The land and communities in Australia are quite diverse, challenging and most of all amazing! To be able to look after this land and the communities in which we live is a pathway to long living conservation of our precious resources.
On that note, Angela and I ventured to Noonkanbah in WA last month to conduct an Orientation with some indigenous participants from the Yungngora Aboriginal community whom were undertaking the Certificate III in Conservation and Land Management.
The participants were committed to undertaking this course to learn and develop skills in a variety of areas in Conservation and Land Management so they could implement this on their own land and with hopes of a Ranger program.
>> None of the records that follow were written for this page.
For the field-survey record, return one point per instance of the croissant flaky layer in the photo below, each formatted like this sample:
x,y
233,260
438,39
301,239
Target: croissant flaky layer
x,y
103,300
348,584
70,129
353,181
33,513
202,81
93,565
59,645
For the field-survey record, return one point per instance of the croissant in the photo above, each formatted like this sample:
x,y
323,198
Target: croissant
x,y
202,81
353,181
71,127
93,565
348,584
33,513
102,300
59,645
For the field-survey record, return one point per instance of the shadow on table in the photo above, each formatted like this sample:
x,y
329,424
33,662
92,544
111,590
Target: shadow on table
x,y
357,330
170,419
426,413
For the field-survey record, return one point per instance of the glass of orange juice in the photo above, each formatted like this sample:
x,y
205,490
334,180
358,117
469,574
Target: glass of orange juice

Travelling around 4-5hrs from Broome (missing the turn off to the dirt track which lead 75km inland to the community) and battling the sweltering conditions of 47 degree heat (where you can’t even escape to a nice cold shower because the ‘cold’ water that runs out of the tap is hot from the heat on the land) the trip was a truly amazing experience for us ‘city girls’, an eye opener to the land and communities we have in Australia and the groups of participants that BCA National take on to deliver such beneficial training.
Sleeping in shipping containers, watching the men in the community play their evening football game on the dirt football field, being taken on a tour of the community and the land and even watching a Goanna be captured for lunch was the most amazing experience of the Australian Outback and what and where BCA National can deliver!